Geez, do you suppose there's any connection between the fact that we here at
"A Way with Words" are racing to get ready for the show's brand -new season (about which
more here), and the fact that
both Grant and I are posting this week about various things with lots of caffeine?
Speaking of caffeine, in this
International Herald Tribune article by William Safire (in which Safire happens to quote Grant yet again as an expert source), Safire ponders the relationship between
Starbucks and the possessive
's."Yesterday, I picked up a pamphlet that proclaimed 'Starbucks commitment to social responsibility,' " writes Professor Henry Richardson of Georgetown University. "That's all very nice, but what about their commitment to the apostrophe?"

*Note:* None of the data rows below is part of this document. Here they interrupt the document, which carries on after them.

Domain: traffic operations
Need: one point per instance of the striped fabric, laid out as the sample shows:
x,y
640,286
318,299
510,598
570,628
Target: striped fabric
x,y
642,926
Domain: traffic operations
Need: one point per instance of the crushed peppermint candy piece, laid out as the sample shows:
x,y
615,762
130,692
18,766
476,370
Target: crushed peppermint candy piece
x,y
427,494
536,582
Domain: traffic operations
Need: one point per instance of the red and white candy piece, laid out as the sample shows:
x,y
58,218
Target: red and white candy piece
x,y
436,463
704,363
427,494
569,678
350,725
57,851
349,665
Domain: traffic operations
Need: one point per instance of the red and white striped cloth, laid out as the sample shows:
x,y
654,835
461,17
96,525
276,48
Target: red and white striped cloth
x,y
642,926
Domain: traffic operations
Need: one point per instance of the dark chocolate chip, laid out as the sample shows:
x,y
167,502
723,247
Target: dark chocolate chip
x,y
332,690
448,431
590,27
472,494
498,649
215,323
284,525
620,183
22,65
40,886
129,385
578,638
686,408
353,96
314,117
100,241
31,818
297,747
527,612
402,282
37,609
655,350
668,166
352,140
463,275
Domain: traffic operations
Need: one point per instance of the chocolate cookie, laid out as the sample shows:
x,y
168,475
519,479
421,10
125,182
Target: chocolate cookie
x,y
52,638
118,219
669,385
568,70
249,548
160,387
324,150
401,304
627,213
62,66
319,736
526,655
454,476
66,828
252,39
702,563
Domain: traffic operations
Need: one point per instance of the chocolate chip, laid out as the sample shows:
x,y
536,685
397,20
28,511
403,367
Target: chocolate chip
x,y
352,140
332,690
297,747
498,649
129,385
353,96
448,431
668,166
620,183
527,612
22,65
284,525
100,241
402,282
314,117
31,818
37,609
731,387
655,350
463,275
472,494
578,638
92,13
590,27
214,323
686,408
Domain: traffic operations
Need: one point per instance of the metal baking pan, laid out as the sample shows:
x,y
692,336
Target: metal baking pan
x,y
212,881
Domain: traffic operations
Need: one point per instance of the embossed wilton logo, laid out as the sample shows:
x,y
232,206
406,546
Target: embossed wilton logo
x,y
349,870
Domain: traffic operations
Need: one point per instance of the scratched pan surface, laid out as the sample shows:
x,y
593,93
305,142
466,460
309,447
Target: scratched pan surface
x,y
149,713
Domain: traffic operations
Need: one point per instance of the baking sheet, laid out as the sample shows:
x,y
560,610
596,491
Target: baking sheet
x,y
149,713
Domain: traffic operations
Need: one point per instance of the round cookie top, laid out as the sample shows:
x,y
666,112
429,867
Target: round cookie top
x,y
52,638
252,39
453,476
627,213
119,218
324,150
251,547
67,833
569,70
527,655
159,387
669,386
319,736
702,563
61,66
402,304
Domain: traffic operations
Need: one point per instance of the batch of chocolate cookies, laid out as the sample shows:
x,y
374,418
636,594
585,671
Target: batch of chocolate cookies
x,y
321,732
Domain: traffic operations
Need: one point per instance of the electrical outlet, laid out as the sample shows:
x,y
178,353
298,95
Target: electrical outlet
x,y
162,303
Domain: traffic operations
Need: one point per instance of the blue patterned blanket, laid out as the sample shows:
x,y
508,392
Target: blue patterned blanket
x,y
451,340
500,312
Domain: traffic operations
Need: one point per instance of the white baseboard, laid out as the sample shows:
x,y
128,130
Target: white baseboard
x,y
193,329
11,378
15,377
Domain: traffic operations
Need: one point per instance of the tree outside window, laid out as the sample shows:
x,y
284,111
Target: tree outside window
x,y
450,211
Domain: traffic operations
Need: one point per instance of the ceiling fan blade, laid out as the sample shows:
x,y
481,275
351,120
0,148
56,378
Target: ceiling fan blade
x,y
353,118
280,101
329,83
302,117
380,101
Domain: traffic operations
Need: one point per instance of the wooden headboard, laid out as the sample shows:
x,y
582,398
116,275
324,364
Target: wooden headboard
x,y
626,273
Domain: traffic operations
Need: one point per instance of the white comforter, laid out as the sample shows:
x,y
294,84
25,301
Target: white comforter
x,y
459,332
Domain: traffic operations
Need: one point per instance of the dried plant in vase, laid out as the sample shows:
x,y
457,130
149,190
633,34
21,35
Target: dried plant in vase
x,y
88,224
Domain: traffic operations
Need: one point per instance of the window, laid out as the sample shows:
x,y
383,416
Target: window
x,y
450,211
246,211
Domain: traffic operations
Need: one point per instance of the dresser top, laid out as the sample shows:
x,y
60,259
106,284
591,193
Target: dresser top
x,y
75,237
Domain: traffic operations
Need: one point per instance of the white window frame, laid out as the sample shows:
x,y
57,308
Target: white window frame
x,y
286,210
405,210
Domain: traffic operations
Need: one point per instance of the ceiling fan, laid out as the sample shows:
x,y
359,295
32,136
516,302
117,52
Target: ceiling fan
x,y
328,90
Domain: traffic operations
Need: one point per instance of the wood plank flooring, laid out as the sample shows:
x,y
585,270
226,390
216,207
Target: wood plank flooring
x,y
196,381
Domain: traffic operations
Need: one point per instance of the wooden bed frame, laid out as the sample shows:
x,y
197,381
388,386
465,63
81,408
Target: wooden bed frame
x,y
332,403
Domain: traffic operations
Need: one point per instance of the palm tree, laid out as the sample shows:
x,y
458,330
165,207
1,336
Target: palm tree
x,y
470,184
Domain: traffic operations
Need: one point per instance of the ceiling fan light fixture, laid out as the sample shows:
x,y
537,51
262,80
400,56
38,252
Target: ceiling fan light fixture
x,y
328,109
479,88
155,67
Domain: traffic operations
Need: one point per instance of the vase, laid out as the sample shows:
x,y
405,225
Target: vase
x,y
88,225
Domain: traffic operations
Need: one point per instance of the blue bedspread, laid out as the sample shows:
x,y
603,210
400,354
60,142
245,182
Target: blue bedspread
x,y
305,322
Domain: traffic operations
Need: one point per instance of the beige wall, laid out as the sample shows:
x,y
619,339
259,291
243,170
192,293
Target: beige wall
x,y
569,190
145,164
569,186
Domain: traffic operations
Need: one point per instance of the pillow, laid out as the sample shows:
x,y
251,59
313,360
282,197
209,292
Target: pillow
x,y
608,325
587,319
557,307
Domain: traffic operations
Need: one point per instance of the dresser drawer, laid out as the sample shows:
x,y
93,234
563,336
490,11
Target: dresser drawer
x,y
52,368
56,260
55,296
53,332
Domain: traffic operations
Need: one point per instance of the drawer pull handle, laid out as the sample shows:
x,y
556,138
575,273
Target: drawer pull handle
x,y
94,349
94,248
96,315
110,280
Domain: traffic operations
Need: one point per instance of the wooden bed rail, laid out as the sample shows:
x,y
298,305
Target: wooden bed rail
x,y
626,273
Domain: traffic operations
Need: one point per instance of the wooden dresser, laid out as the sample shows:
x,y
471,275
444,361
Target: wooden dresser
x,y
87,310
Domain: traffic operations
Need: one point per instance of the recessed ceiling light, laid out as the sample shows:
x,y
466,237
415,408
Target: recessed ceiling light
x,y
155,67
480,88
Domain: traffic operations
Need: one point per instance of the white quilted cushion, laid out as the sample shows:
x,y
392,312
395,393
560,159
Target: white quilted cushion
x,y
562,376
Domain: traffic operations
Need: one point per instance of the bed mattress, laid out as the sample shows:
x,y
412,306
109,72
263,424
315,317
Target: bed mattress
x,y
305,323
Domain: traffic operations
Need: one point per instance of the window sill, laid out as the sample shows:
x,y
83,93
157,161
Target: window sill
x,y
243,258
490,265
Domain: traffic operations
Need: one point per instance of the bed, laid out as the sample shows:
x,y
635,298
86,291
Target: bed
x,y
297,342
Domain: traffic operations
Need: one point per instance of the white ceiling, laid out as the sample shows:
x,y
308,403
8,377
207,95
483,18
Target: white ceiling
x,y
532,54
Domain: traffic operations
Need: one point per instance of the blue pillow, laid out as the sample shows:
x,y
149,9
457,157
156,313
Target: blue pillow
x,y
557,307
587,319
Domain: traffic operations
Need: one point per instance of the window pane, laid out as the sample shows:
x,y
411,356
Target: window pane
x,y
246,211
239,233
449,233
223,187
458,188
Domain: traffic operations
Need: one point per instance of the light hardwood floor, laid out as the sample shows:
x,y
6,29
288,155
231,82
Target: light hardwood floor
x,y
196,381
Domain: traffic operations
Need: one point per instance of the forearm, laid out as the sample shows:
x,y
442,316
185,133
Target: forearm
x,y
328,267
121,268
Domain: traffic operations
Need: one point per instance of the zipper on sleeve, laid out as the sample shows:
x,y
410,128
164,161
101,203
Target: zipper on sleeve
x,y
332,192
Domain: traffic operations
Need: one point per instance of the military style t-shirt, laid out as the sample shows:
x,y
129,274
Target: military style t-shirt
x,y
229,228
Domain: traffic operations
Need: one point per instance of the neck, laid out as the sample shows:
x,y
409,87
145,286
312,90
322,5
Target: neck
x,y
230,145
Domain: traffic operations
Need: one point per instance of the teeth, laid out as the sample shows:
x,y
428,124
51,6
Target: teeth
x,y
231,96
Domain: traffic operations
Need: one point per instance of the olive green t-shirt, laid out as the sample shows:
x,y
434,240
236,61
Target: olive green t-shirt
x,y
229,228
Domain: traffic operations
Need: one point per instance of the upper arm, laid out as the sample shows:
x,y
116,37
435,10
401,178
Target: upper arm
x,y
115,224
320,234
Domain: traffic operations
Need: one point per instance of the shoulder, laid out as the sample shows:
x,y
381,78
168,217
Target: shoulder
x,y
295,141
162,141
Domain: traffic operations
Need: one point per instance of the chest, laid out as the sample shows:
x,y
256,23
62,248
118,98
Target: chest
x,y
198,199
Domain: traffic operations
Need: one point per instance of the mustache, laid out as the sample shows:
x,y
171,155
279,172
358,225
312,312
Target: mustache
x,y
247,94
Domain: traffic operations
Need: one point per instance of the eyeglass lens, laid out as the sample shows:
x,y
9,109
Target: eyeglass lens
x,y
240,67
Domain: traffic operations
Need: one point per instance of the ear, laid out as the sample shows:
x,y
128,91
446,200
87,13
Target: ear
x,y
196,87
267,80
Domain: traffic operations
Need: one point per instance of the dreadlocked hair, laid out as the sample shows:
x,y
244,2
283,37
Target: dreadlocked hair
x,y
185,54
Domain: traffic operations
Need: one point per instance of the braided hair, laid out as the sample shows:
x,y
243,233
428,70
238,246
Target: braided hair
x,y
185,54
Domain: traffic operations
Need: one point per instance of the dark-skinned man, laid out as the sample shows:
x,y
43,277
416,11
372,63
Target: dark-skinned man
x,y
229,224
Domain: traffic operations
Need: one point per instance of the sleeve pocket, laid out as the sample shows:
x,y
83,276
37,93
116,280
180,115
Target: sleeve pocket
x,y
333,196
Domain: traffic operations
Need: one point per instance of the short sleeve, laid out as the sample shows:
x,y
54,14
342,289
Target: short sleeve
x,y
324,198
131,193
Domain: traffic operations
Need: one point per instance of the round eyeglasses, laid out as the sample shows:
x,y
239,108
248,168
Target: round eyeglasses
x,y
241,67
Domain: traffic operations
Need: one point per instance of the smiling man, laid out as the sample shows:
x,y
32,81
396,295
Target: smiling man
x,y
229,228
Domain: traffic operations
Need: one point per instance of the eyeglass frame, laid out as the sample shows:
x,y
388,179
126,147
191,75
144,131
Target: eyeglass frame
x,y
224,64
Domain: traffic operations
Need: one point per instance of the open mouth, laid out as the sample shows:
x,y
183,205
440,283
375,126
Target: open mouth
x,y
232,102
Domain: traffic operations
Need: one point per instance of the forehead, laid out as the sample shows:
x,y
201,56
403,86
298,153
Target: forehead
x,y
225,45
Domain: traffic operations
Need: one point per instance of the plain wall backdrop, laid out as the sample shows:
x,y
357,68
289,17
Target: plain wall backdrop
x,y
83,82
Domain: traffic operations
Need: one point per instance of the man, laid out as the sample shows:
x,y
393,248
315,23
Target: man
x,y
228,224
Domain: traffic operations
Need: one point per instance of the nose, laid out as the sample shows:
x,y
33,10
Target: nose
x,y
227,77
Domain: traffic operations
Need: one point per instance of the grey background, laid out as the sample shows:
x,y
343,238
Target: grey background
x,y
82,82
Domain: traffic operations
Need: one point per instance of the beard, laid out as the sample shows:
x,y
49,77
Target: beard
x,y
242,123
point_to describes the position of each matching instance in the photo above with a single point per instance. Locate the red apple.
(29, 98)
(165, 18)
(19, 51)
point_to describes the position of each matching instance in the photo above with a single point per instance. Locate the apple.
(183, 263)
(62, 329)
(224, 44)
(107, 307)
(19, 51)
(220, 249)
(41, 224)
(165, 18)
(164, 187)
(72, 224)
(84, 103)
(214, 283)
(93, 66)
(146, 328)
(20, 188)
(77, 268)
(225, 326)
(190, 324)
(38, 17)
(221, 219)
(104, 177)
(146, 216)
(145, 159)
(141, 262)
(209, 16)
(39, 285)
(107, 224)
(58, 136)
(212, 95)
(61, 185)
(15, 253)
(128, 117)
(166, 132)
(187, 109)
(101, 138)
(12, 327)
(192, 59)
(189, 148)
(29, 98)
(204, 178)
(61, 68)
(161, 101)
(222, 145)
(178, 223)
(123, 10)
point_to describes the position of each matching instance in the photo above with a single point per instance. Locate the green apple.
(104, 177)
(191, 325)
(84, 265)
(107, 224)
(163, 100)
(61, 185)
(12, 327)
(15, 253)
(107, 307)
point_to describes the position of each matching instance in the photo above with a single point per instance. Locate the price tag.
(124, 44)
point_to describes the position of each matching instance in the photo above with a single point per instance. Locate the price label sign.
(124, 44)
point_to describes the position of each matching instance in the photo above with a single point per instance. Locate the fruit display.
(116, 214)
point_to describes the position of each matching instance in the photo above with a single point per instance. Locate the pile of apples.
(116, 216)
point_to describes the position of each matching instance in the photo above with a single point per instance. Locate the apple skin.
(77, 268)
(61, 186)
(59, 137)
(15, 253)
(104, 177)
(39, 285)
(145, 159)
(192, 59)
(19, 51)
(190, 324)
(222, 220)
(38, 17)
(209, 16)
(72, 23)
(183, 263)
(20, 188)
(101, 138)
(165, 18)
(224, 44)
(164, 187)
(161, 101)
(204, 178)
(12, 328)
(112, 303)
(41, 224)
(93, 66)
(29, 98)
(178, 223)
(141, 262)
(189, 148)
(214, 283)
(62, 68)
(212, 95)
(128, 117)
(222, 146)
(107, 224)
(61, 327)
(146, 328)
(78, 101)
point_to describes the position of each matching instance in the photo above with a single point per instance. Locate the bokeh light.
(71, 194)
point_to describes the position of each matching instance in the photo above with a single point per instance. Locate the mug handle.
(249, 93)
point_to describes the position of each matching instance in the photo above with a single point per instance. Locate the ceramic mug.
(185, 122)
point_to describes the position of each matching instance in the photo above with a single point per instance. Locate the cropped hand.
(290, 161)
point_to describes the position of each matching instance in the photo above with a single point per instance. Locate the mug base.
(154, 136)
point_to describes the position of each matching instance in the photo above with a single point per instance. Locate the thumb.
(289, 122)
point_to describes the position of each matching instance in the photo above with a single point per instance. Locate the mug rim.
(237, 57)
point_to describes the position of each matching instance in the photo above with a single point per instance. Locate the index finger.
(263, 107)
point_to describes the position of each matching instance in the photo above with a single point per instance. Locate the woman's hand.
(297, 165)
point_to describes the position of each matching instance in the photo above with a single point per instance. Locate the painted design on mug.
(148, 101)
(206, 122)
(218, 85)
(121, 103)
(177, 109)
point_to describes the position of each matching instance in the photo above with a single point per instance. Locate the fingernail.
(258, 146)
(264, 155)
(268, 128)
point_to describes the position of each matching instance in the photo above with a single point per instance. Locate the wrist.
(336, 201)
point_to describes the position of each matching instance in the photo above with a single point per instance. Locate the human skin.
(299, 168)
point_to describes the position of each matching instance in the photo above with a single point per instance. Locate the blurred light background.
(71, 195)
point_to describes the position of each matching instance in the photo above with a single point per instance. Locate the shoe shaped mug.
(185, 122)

In the advertising claim "Starbucks commitment," the commitment is the promise that belongs to Starbucks, and its possessive action calls for a punctuation mark that indicates that: an apostrophe. But this clear grammatical requirement runs into the "sounds funny" problem. To make it correct, you would write "Starbucks's," requiring the pronunciation "Starbucks-zzz." Of course, if the name of the chain were Starbuck's, (with an apostrophe, meaning "the place owned by a guy named Starbuck, like the character in 'Moby-Dick,' " then it would get a little tricky: Starbuck's's. That sounds as if you're fast asleep.
Right. But I don't see why you can't just write
Starbucks' with the apostrophe at the very end. A lot of authorities make exceptions in this case for certain important names, and punctuate their possessives that way -- including
Jesus and
Moses and
Socrates. As far as I'm concerned, anyone who supplies me with tasty, sippable caffeine falls into the same category.